Chapter 16 – Building Community
A constant in performance activism is the generation of community.  When people perform together they bond, and within certain environments are able to find new ways of being together and moving forward.  This chapter looks at performance activism in which the creation and/or strengthening of community is the main point. One example, led by Jon Oram in the U.K., functions primarily within the context of existing geographically defined communities to deepen and refine their connection to their histories, and hence, toward each other.  The other two, one led by Ngugi wa Thiong’o in Kenya, the other by Dan Baron Cohen in Brazil, explore performance as a way of creating an activist community where it did not before exist.

Part 3
Re-performing the World

Part 3 is an in-depth dive into one stream of the performance activist movement—social therapeutics—which has worked to bring performance into daily life as a means of developmental and transformative living. It explores the intellectual and political roots of social therapeutics, unpacks the interplay of its community organizing with the evolutoin of its understanding of performance, and explores its attempts to maintain community and sustain performance as a way of life and a method of social transformation.

Chapter 17 – Performance as a Way of Life
Introduces social therapeutic performance activism as an improvisational approach to living one’s life and embodying one’s values by consciously performing who-one-is-becoming in the context of who-one-is. Looks at the conceptual roots of this approach in Karl Marx’s early methodological writings, the discoveries of Lev Vygotsky, the early Soviet developmental psychologist, who saw in play the means of human development, in Ludwig Wittgenstein’s concept of language as a meaning-making activity, and in the conceptual leadership of Fred Newman and Lois Holzman, who initiated and developed this stream of performance activism for over four decades.
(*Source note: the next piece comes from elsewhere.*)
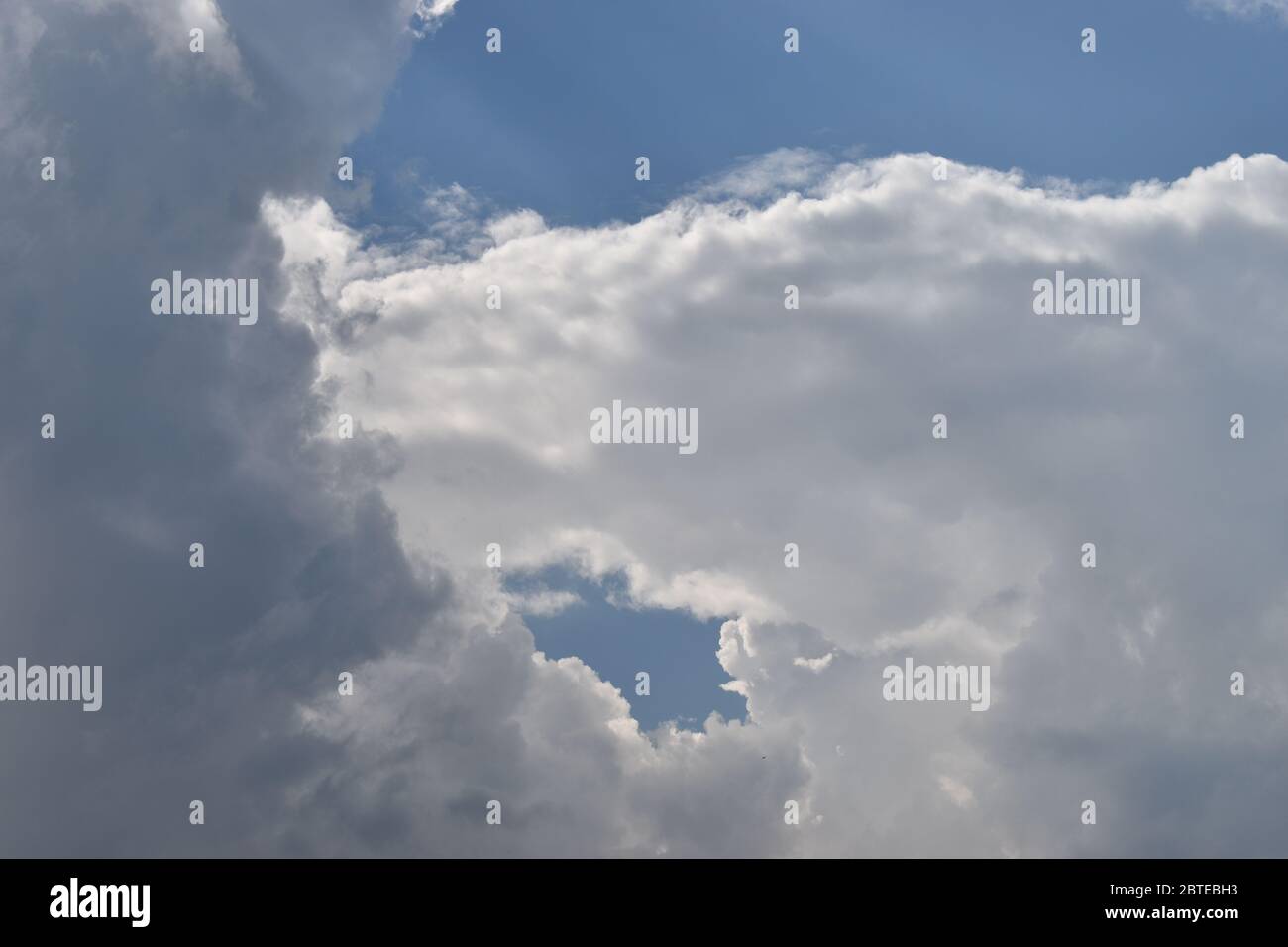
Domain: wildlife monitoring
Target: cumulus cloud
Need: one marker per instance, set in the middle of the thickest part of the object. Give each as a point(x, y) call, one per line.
point(915, 299)
point(366, 556)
Chapter 18 – Community Organizing and Performance
Sketches out the organizing activities that were, over the course of decades, interfacing with the concepts generated by Holzman, Newman and their East Side Institute discussed in the previous chapter. It looks at the key activities that generated and shaped this stream of performance activism: The All Stars Talent Show Network and other youth programs of the All Stars Project; the Castillo Theatre; The Barbara Taylor School; Performance of a Lifetime; and this community’s fundraising work on the streets of New York.

Chapter 19 – Ontology, Community, Sustainability
Drawing on the forty year-history of social therapeutics, this chapter looks at the question of power and performance activism.  It asks whether performance activism can be sustained and if it can stimulate mass systemic performances and, if so, how? It considers performance activism in relation to Antonio Gramsci’s concept of the struggle for cultural hegemony, challenges the value of ideology as guide for social change and explores the relationship between performance, community building, independent funding and sustainability.